Figure 1

dnHIF expression reduces expression of HIF-1 target proteins (CA-9 and VEGF) and HIF-1α activity. A. Western blot analysis of HIF-1α, dnHIF and CA9 protein level in MDA-MB-231 wt, EV and dnHIF cells. Cells were exposed to normoxia (N) or hypoxia (H) for 18 h. β-actin detection served as the loading control. B. Fluorescent images of MDA-MB-231 EV and dnHIF cells stained with eGFP/dnHIF (green), CA9 (red) and DAPI (blue). Cells were exposed to normoxia or hypoxia for 18 h. C. HIF-reporter assay in MDA-MB-231 cells stably-expressing dnHIF or empty vector (EV) control following 18 h hypoxic exposure.

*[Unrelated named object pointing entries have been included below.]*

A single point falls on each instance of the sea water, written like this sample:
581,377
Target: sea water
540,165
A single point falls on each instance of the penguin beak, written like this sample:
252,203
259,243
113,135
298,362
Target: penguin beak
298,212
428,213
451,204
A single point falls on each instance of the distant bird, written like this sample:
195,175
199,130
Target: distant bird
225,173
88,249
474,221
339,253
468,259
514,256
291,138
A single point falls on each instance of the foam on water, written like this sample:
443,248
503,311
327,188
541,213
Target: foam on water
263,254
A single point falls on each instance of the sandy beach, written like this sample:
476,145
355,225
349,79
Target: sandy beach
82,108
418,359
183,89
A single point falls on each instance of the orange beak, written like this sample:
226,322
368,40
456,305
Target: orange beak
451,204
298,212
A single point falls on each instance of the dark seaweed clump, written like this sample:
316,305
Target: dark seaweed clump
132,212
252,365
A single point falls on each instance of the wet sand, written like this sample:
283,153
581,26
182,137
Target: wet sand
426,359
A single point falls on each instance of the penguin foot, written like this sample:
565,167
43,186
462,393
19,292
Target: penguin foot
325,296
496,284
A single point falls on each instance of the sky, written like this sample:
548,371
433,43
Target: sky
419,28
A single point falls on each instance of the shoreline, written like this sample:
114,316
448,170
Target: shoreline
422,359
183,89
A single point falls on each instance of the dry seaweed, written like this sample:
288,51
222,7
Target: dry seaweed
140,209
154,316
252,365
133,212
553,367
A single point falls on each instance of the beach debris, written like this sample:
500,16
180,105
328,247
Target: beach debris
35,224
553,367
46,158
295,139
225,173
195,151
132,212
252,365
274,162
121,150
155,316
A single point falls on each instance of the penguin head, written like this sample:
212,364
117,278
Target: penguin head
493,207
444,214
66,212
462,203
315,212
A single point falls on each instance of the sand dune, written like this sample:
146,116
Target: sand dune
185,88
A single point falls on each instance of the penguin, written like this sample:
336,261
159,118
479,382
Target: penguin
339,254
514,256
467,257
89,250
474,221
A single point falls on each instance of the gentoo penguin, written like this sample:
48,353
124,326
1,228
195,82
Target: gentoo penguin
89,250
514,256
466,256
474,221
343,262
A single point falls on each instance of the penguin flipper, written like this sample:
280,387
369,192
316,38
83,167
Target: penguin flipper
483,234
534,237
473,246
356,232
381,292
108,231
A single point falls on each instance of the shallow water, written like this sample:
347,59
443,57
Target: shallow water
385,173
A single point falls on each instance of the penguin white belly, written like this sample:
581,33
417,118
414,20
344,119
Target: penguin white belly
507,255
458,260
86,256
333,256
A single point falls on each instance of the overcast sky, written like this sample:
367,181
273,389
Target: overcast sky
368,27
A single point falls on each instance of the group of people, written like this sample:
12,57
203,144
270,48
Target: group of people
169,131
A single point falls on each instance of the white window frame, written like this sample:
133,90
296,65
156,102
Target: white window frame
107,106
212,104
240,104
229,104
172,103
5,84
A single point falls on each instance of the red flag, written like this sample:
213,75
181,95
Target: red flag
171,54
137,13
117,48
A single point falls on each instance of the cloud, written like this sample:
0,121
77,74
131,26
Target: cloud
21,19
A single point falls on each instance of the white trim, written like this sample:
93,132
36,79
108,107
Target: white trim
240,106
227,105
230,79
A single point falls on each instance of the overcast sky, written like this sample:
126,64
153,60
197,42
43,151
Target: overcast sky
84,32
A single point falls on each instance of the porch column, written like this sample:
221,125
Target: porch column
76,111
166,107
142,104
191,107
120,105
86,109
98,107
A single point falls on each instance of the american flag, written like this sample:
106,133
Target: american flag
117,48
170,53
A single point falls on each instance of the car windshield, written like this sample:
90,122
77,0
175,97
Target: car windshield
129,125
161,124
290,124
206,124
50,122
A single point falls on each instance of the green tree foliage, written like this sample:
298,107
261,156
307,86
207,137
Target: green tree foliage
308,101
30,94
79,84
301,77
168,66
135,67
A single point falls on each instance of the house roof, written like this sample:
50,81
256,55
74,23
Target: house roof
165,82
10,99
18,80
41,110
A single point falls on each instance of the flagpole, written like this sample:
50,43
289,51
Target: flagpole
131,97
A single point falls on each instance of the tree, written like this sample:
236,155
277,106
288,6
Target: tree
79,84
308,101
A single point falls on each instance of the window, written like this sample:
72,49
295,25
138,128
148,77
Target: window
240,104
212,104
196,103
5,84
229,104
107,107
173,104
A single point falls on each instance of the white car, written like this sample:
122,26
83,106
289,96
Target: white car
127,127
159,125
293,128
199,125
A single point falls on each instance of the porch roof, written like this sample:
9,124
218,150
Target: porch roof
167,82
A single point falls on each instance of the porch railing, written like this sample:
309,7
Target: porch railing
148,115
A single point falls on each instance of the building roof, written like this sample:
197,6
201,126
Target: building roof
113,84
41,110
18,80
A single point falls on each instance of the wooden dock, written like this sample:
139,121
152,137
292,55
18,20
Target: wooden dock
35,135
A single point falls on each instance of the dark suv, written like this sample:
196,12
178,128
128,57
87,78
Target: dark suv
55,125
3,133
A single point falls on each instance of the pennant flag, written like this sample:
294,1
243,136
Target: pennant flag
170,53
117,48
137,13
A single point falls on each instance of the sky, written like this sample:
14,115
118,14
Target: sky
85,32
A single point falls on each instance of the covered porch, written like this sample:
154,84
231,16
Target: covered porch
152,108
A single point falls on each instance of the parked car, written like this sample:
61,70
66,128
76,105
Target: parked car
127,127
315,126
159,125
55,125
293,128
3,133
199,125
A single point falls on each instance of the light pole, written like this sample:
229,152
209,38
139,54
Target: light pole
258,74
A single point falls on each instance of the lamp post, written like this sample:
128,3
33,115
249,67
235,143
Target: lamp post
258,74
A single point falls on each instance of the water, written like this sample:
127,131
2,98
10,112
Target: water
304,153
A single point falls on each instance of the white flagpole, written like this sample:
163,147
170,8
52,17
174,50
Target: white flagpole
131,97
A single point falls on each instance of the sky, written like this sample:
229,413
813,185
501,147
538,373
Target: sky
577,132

Luciferase activity per μg protein was calculated and activity was normalised to EV control cells (**: p < 0.01 in dnHIF vs. EV cells). All results are from at least 3 independent experiments ± SD. D. VEGF levels in media taken from dnHIF and EV control cells in normoxia/hypoxia for 18 h. VEGF media levels were normalised to mg protein within the cell cultures from which the media were taken. Hypoxia significantly increased VEGF expression in control MDA-MB-231 EV cells (**: p < 0.01 in hypoxic vs. normoxic cells) but not in dnHIF cells. Most importantly, inhibition of HIF by use of a dominant-negative protein variant (dnHIF) inhibited hypoxia-induced VEGF expression (*: p < 0.05 in dnHIF vs. EV cells). All results are from at least 3 independent experiments ± SD.